1226137 V. Description of the Invention (4) "-Will seriously degrade the speed and sensitivity of the device. Therefore, in the production of high-speed optoelectronic components, epitaxial substrates will be used to improve, as shown in Fig. 3. That is, the epitaxial method is used to form a high-resistance epitaxial layer 31 of a desired thickness on a substrate having the same conductivity type and high dopant production and high conductivity (low value). When a photodiode is manufactured with such an epitaxial structure, the series resistance value brought by the above substrate can be greatly reduced. In addition, when there is an empty region with a constant & type, the series connection to the lower electrode substrate will be completely eliminated. In order to prevent the high-resistance material and the structure's intrinsic purity from occurring during the epitaxial process, Spontaneous doping (Auto-doping) phenomenon, and contamination by high-concentration impurities on the back of the wafer, generally a better method is to use the anti-doping high-concentration substrate 32 with a small diffusion to simplify the process, as shown in the figure 3 shown. Since the antimony element is valence of one to five, this type of substrate is N-type. ', ·,' However, in some established packaging specifications, such as To shlink's fiber optic connectors' | ^ The metal substrate 44 (see Figure 4) for mounting die is required to have f and negative bias, so Under the condition that the photodiode must withstand reverse bias when operating, the above-mentioned antimony-doped N-type substrate 32 cannot be electrically connected directly to the metal substrate 44. As shown in FIG. 4, the solution to this problem is to bond the photodiode wafer to the metal substrate 44 by bonding the non-conductive resin 43, so both can be avoided Between the electrical connections. However, in this case, the lower base electrode must also be connected to a pad on the upper surface of the photodiode to provide a bonding wire to form a circuit. Among such photodiodes currently on the market, a deep penetration diffusion process such as N-type phosphorus doping is usually used to make the upper surface

1226137 V. Description of the invention (5) The substrate pad 46 can electrically pass through the high-resistance epitaxial layer to the N-type substrate 41 with a different high conductivity. However, the Shixi Photodiode with fast performance has a stupid thickness of tens of micrometers. The required drive-u diffusion process is very time-consuming and therefore extremely costly. In addition, the long-term high temperature drive-in process will cause an out-diffusion effect, as shown by the dashed line 42 in FIG. 4. That is, it causes the substrate with a high concentration of antimony impurities to diffuse toward the epitaxial layer, thereby making the effective thickness of the high-resistance layer thin and difficult to control. In this way, the width of the empty region will be reduced, and the capacitance value will be increased accordingly, so the response speed is designed. 1 thousand, regarding the high level of gallium arsenide or other arsenic in the constituent materials will greatly affect the final performance of the component composition, resulting in no unsuitable deep driving.
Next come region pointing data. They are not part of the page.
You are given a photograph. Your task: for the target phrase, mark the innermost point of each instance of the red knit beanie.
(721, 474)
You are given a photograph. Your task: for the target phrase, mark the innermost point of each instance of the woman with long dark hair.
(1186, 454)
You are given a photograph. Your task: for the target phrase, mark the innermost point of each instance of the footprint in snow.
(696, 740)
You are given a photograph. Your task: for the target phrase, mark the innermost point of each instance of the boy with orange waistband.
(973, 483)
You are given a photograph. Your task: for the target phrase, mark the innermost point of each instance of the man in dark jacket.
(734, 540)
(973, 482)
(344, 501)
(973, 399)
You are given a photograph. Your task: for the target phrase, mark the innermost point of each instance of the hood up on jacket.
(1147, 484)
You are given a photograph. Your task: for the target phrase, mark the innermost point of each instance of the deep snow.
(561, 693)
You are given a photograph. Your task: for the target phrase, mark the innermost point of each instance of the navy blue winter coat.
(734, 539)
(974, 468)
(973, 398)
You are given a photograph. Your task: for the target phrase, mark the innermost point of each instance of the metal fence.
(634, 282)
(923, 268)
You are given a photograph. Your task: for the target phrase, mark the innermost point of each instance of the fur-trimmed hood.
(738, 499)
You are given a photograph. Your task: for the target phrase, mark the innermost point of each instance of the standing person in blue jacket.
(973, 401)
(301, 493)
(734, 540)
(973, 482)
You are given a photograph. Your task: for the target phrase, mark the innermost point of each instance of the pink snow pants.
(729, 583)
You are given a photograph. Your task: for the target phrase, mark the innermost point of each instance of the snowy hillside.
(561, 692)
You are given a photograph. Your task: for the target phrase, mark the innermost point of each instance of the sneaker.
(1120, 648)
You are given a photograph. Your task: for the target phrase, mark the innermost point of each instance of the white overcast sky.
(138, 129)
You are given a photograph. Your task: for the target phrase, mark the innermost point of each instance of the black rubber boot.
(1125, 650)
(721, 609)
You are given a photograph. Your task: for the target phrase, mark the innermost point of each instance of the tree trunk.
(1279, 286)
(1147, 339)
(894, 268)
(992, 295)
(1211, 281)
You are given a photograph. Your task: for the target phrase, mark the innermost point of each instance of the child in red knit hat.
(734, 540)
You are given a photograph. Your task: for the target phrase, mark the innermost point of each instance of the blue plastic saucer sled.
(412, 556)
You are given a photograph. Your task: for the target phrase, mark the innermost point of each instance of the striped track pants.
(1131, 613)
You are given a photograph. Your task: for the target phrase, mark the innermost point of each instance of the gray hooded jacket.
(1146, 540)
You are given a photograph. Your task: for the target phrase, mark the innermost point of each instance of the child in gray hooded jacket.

The present invention proposes a polar structure and its process. The locally doped substrate trenches are followed by the upper pads 4 6 of the external wiring on the surface of the remaining trenches. With this structure, the resistance value can be close to none. For vacuum coating and tempering (Out-diffusion), as far as the Danish process is concerned, the deep-diffusion process is formed by the components of the potential diode and therefore the photoelectric two, and the excellent conductive inside of the package is connected in series. Due to the gold's outward expansion therapy pressure, the high temperature drives the expansion of the electrical properties and the light related to this expected result, so the gallium is incorporated into the diffusion process. An innovation that is sufficient to improve the above disadvantages is shown in Fig. 5, which replaces the conventional deep-layer drive-in cover metal layer by an etching process to make it electrically connected. Since the covering metal greatly reduces the photodiode, since the post-processing can be performed at extremely low temperatures, the above-mentioned antimony impurities on the substrate can be almost ignored at the same time.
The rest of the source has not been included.